General information
- Type: Powered parachute
- National origin: United States
- Manufacturer: Viking Aircraft Inc.
- Status: Production completed (2015)
- Number built: At least nine

History
- Manufactured: 2000-2005
- Introduction date: 2000

= Viking Aircraft Viking II =

American powered parachute

The Viking Aircraft Viking II is an American powered parachute designed and produced by Viking Aircraft Inc of Panama City Beach, Florida; part of the Viking-series. Now out of production, when it was available the aircraft was supplied complete and ready-to-fly.

The aircraft was introduced in 2000 and production ended when the company went out of business in 2005.

==Design and development==
The Viking II was designed for the training role, to comply with the U.S. FAR 103 Ultralight Vehicles rules as a two-seat trainer, but also meets the Fédération Aéronautique Internationale microlight category requirements, including the category's maximum gross weight of 450 kg. Some were also registered as Experimental aircraft in the U.S. and one as an Experimental - Amateur-built.

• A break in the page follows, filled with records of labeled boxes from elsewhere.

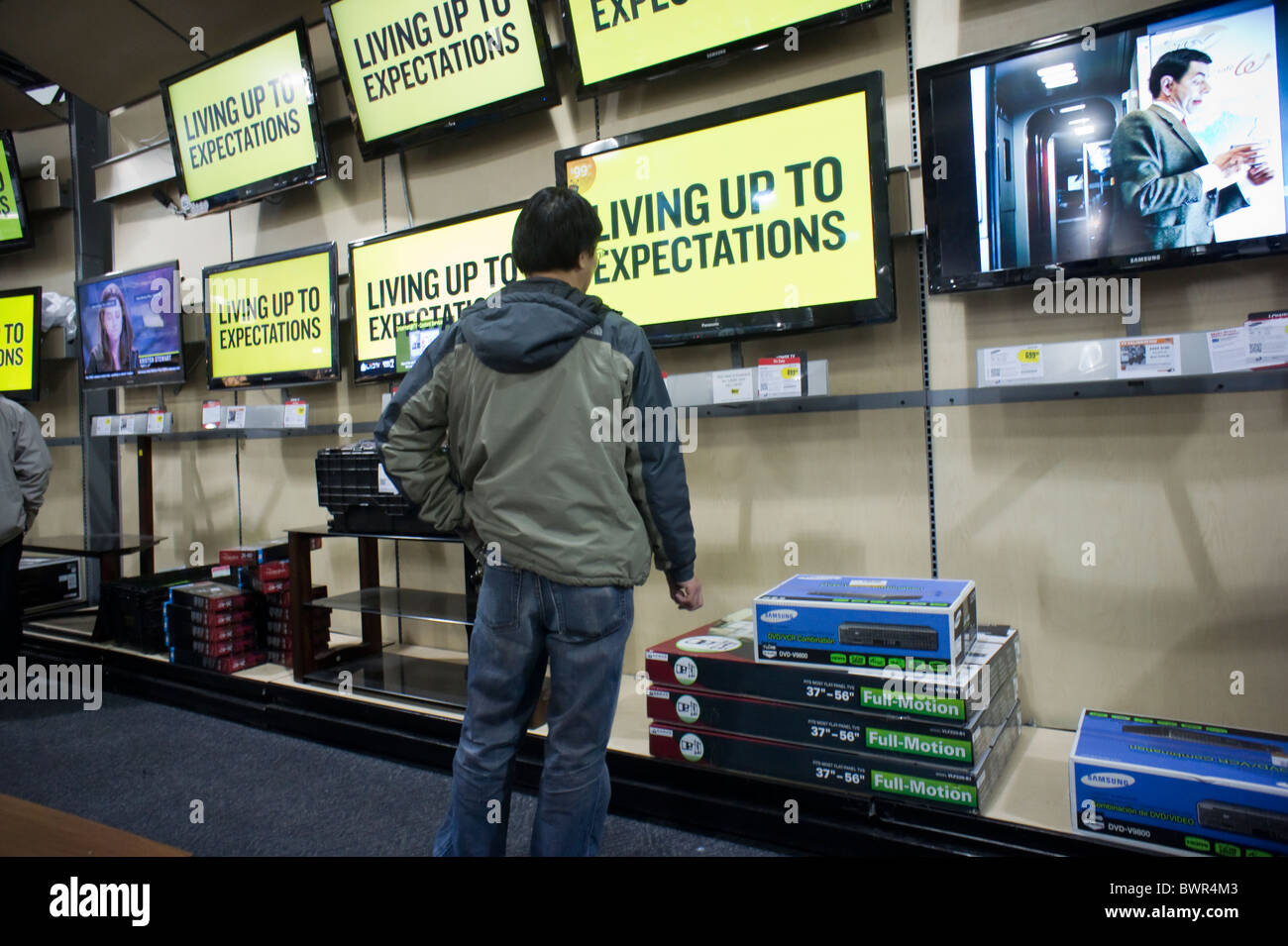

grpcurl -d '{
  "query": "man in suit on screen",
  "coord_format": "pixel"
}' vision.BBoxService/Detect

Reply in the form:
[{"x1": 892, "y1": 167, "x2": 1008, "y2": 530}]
[{"x1": 1111, "y1": 49, "x2": 1274, "y2": 254}]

The Viking II features a 48.4 m2 parachute-style wing, two-seats-in-side-by-side configuration, tricycle landing gear and a twin-cylinder 50 hp Rotax 503 engine in pusher configuration. The three-cylinder 70 hp 2si 690-L70 liquid-cooled engine was a factory option.

The aircraft carriage is built from metal tubing with a composite partial cockpit fairing. In flight steering is accomplished via handles that actuate the canopy brakes, creating roll and yaw. On the ground the aircraft has foot pedal-controlled nosewheel steering. The main landing gear incorporates spring rod suspension.

The aircraft has an empty weight of 270 lb and a gross weight of 715 lb, giving a useful load of 445 lb. With full fuel of 10 u.s.gal the payload for crew and baggage is 385 lb.

The standard day, sea level, no wind, take off with a 50 hp engine is 100 ft and the landing roll is 10 ft.

==Operational history==
In September 2015 five examples were registered in the United States with the Federal Aviation Administration, although a total of six had been registered at one time.

==Variants==
The company also produced a single seat version of the Viking II design, which it referred to simply as the "Single-Place". This version mounts a single seat on a narrower cockpit frame, but is otherwise similar.